Blaulichtorganisationen in Not

Auch das freiwillige und ehrenamtliche Engagement in den Organisationen des Bevölkerungsschutzes wurde von der Regierung in den letzten vier Jahren nicht gut behandelt. Der Engagementbericht mit dem Schwerpunkt Demografie zeigt großen Handlungsbedarf auf. Rund 1,7 Millionen Männer und Frauen engagieren sich ehrenamtlich oder freiwillig in Hilfsorganisationen, Rettungs- und Sanitätsdiensten, den Freiwilligen Feuerwehren, dem Technischen Hilfswerk. Trotz des hohen gesellschaftlichen Stellenwerts haben einige massive Nachwuchsprobleme und der demographische Wandel droht diese Entwicklung zusätzlich zu verschärfen.

Allerdings gibt es auch gewaltige Potenziale, die die Organisationen bisher nicht ausschöpfen können. Sowohl der Frauenanteil als auch der Anteil von Migrant*innen, ist in den meisten Organisationen noch klein. Was die Bundesebene hier beitragen kann, findet sich in unserem – von der Koalition abgelehnten Antrag.

Weiterhin Unsicherheit bei Gemeinnützigkeit

Beim Thema Gemeinnützigkeit gießt die Koalition Öl ins Feuer, statt zu löschen. Der Fall Attac ist bekannt geworden, aber es betrifft eine Vielzahl von Organisationen.

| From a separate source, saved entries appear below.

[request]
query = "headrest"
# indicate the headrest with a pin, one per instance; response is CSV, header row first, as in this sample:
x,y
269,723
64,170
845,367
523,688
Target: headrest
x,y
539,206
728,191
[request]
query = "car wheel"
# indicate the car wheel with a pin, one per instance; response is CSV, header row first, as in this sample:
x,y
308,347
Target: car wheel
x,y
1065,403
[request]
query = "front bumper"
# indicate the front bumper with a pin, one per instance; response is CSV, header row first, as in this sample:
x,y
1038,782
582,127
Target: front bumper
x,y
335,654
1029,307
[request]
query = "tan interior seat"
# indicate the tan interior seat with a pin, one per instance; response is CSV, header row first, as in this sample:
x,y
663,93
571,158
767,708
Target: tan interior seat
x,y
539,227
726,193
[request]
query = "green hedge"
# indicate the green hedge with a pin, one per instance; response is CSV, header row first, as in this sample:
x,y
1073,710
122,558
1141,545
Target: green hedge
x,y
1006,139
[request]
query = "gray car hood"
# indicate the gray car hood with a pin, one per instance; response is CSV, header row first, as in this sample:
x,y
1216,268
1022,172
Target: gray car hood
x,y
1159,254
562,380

Der Finanzgerichtshof Hessen hat Ende 2016 den Entzug der Gemeinnützigkeit durch das Finanzamt Frankfurt zurückgenommen und betont, dass gemeinnützige Zwecke wie Bildung oder Förderung des demokratischen Gemeinwesens ohne Einfluss auf politische Willensbildung kaum zu verfolgen seien. Viele dachten, der Fall sei damit erledigt. Aber weit gefehlt: Schäubles Ministerium veranlasste das Finanzamt Frankfurt eine Nichtzulassungsbeschwerde beim Bundesfinanzhof einzulegen. Damit herrscht weiter Unsicherheit statt Rechtssicherheit. Wie letztere hergestellt werden kann, zeigen wir in unserem Antrag.

Der Engagementbericht ist für die weitere Arbeit eine wertvolle Grundlage. Es bleibt viel zu tun – für starkes Engagement und starke Engagierte.